La suspension temporaire des activités de la Commission Économique et Monétaire de l’Afrique Centrale (CEMAC), causée par un manque de financement, agit comme un électrochoc pour l’organisation. David Kuate, spécialiste de la sous-région, y voit une mesure de pression destinée à contraindre les États membres, réticents, à s’acquitter de leur taxe d’intégration communautaire. Cette paralysie administrative met à nu les dysfonctionnements profonds d’une architecture régionale pourtant cruciale.
Cette crise de trésorerie n’est pas un simple incident technique.
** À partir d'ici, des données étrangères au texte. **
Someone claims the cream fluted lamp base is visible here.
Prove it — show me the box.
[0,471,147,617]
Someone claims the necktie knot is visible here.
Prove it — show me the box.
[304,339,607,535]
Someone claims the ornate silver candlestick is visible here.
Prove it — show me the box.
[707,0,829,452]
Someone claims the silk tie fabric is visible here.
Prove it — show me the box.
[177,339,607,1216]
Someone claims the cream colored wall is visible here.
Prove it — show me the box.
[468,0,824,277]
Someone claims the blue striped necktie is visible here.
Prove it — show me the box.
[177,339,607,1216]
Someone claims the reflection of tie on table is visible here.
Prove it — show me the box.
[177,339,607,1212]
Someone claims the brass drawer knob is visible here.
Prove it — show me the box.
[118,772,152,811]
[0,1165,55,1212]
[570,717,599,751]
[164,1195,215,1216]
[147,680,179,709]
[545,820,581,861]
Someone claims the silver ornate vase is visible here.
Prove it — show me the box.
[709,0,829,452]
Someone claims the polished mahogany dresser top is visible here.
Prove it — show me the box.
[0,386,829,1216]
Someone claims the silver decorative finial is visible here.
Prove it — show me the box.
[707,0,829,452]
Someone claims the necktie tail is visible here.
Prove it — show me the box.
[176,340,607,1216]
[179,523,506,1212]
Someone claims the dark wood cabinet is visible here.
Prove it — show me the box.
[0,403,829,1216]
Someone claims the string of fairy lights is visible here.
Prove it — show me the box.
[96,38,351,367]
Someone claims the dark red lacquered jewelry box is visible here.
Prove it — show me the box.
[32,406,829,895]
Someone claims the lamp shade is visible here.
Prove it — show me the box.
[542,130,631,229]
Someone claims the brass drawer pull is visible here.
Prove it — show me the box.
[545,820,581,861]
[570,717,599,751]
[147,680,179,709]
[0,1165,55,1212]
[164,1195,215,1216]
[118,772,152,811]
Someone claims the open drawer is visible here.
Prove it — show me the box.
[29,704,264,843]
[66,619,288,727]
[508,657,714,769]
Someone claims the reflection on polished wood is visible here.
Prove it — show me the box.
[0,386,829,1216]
Elle est le symptôme d’un engagement inégal des six pays membres (Cameroun, Gabon, Congo, Guinée équatoriale, République centrafricaine, Tchad) envers le projet communautaire. Le non-paiement généralisé des contributions, malgré un potentiel économique indéniable alimenté par les ressources naturelles, révèle un manque de volonté politique et une défiance envers les institutions communes. L’impasse financière paralyse les programmes de développement, de sécurité alimentaire et d’infrastructures, hypothéquant l’avenir collectif.
La CEMAC, créée en 1994 pour succéder à l’Union douanière et économique de l’Afrique centrale (UDEAC), a toujours navigué entre ambitions élevées et réalités décevantes. Historiquement, son fonctionnement a été miné par une asymétrie économique criante, avec le Cameroun portant une part disproportionnée du budget, et par une gouvernance opaque. La dépendance aux recettes pétrolières a rendu l’ensemble vulnérable aux chocs des cours, tandis que les promesses de libre-échange effectif et d’harmonisation fiscale sont restées largement lettre morte, sapant la crédibilité de l’institution.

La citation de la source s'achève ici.